L’étude JUPITER reste sujet à controverse

L’étude JUPITER traite de l’usage de la rosuvastatine (Crestor®) en prévention primaire des accidents cardio-vasculaires. Cette étude a été interrompue prématurément en raison de la diminution marquée du nombre d’accidents cardio-vasculaires avec la rosuvastatine, comparé au placebo [voir Folia de janvier 2009 et de Folia juillet 2010 ]. L’étude JUPITER fait toujours l’objet de discussions, comme le rapportent récemment les auteurs de deux articles parus dans les Arch Intern Med [2010; 170: 1032-36 et : 1073-7].

  • Il existe des indices selon lesquels certaines personnes impliquées dans l’étude JUPITER présentent des conflits d’intérêts: l’étude a été financée par le fabricant de Crestor®, et neuf des quatorze auteurs de la publication de l’étude JUPITER avaient des liens financiers avec la firme. L’investigateur principal est en outre copropriétaire du brevet sur le test de la protéine C réactive ultrasensible ("high sensitivity C-reactive protein" ou hsCRP). Pour rappel, l’un des principaux critères d’inclusion dans l’étude JUPITER était un taux accru de hsCRP. L’hypothèse avancée est que, chez les patients présentant un taux accru de hsCRP, un traitement par une statine présente un intérêt, même en l’absence de taux de cholestérol nettement accrus. L’étude JUPITER ne permet pas de confirmer cette hypothèse.
  • L’arrêt prématuré de l’étude a probablement conduit à surestimer l’effet de la rosuvastatine et n’a pas permis de récolter des informations importantes sur l’innocuité à long terme.
  • L’effet sur le critère d’évaluation primaire cardio-vasculaire composé était important en chiffres relatifs (diminution du risque de 44%), mais il était moins impressionnant en chiffres absolus (le NNT sur une période de 1,9 ans était de 82, c.-à-d. que 82 patients devaient être traités pendant 1,9 ans par la rosuvastatine, comparé au placebo, pour prévenir un seul accident cardio-vasculaire supplémentaire).
  • Dans l’étude JUPITER, la mortalité cardio-vasculaire était étonnament basse par rapport au nombre d’accidents cardio-vasculaires non fatals. La mortalité cardio-vasculaire était aussi faible, vu ce à quoi l’on pouvait s’attendre à partir d’études épidémiologiques. On suppose l’existence de biais, et l’arrêt prématuré de l’étude y joue probablement un rôle.

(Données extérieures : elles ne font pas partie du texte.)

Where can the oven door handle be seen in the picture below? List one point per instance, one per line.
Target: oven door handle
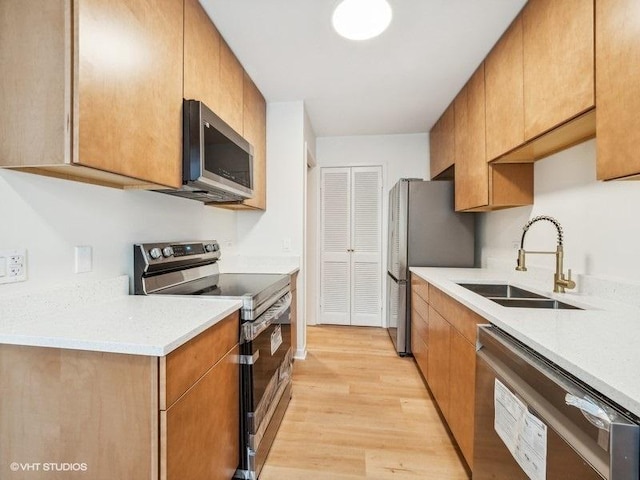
(250, 330)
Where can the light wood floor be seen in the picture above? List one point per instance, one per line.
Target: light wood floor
(360, 412)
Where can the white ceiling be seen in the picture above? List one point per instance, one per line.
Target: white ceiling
(399, 82)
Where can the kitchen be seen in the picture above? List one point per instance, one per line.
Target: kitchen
(49, 217)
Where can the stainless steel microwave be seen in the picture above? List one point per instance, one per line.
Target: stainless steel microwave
(217, 161)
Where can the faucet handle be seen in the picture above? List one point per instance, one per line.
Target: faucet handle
(569, 283)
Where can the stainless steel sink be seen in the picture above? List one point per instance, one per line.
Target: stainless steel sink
(515, 297)
(499, 290)
(534, 303)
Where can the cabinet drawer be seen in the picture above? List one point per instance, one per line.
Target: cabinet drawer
(419, 327)
(459, 316)
(184, 366)
(200, 432)
(419, 286)
(419, 305)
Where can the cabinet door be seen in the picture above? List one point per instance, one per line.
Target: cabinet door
(255, 131)
(472, 173)
(231, 88)
(438, 360)
(201, 56)
(34, 61)
(504, 89)
(462, 393)
(129, 88)
(442, 143)
(200, 432)
(618, 88)
(420, 332)
(558, 62)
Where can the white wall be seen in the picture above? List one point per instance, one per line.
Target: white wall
(264, 233)
(600, 219)
(49, 217)
(279, 231)
(401, 156)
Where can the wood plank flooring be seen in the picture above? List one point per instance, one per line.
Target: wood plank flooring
(360, 412)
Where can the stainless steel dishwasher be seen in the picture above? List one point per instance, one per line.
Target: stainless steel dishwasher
(533, 420)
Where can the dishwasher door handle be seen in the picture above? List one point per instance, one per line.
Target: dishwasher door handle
(595, 414)
(624, 437)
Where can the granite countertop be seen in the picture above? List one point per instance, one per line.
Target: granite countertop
(600, 345)
(85, 318)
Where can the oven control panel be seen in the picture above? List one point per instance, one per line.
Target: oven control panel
(184, 252)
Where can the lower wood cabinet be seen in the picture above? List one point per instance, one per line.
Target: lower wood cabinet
(439, 355)
(450, 364)
(111, 416)
(199, 406)
(462, 375)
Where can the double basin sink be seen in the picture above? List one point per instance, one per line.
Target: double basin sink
(511, 296)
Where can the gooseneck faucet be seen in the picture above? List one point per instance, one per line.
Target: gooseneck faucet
(560, 283)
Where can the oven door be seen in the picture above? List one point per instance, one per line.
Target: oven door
(266, 368)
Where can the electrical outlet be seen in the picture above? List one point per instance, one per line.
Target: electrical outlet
(83, 259)
(13, 265)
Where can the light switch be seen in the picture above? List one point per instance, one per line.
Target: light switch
(13, 265)
(83, 259)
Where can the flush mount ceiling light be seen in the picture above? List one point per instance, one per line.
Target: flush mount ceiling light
(361, 19)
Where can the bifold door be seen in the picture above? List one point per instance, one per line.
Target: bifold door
(351, 246)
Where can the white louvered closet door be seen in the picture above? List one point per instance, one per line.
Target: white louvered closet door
(366, 238)
(351, 273)
(335, 301)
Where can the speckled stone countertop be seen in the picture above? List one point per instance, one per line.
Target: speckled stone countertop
(103, 317)
(285, 265)
(600, 345)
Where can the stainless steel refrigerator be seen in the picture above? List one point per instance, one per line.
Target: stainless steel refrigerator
(424, 231)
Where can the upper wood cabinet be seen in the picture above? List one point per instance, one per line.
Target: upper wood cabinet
(480, 186)
(201, 56)
(472, 174)
(92, 90)
(442, 143)
(231, 88)
(504, 88)
(255, 131)
(618, 88)
(558, 44)
(213, 75)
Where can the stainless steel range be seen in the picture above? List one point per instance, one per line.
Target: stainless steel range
(191, 268)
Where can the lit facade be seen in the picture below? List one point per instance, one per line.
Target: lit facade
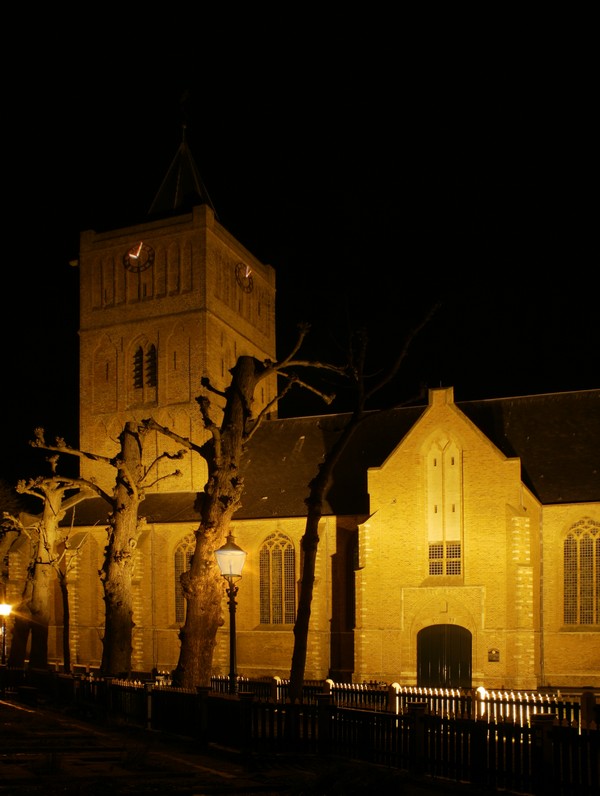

Les auteurs de l’étude JUPITER ont répondu à un certain nombre de critiques dans un article paru dans The American Journal of Cardiology [Am J Cardiol 2010; 106: 1351-6] . Il est évident que l’interprétation de données identiques peut déboucher sur des conclusions différentes.

Une méta-analyse récente sur les statines en prévention primaire chez des patients à risque élevé (donc sans antécédents d’accidents cardio-vasculaires) apporte des informations supplémentaires importantes pour la pratique. Cette méta-analyse – avec l’étude JUPITER comme principale étude incluse- ne révèle pas de bénéfice au niveau de la mortalité totale sur une période de 4 ans en moyenne [ Arch Intern Med 2010; 170: 1024-32 , avec un éditorial : 1007-8 ]. Ceci confirme encore une fois que les statines ne doivent pas être utilisées de manière systématique en prévention primaire, notamment chez les patients ayant un risque cardio-vasculaire plutôt faible.